Today, was Jewel's last day of work. Someone brought in a cake for her. I wanted some. I could have some. I wouldn't get sick. I wouldn't gain weight because of my exercise. There was lots there. There was a lot of mail, so I didn't go get some right away. But my brain was working overtime. "It's right over there. I wonder what it tastes like. Oh, I think I will get a piece with lots of icing. I like icing," were some of the thoughts running through my head. I was really anxious. My heart started to race a bit. My thoughts kept swirling.

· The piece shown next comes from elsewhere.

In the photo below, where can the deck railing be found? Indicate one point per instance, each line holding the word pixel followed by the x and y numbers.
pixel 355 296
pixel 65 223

It was then that I realized that it was still controlling me. this cake was having power over me and my body. I was still idolizing this food. I had to decide to not have any. Yes, there was still lots. yes, my body could handle it physically. Yes, I'm sure it would taste good. The amazing thing was that once I had decided to pass on the cake, I felt so much calmer. My body and mind started to breathe again. I was really surprised. Then, just one more try - I heard in my head "well now that I know I was idolizing it, now I can still have a piece because I know that now. It would be an idol then."

I almost fell for it.

But alas, I stayed strong and left the cake.

This is going to be a lifelong process. I will have to be aware of what's going on in order to allow God to keep working in me.

And to think, all of this because I am willing to wake up a bit earlier. Huh.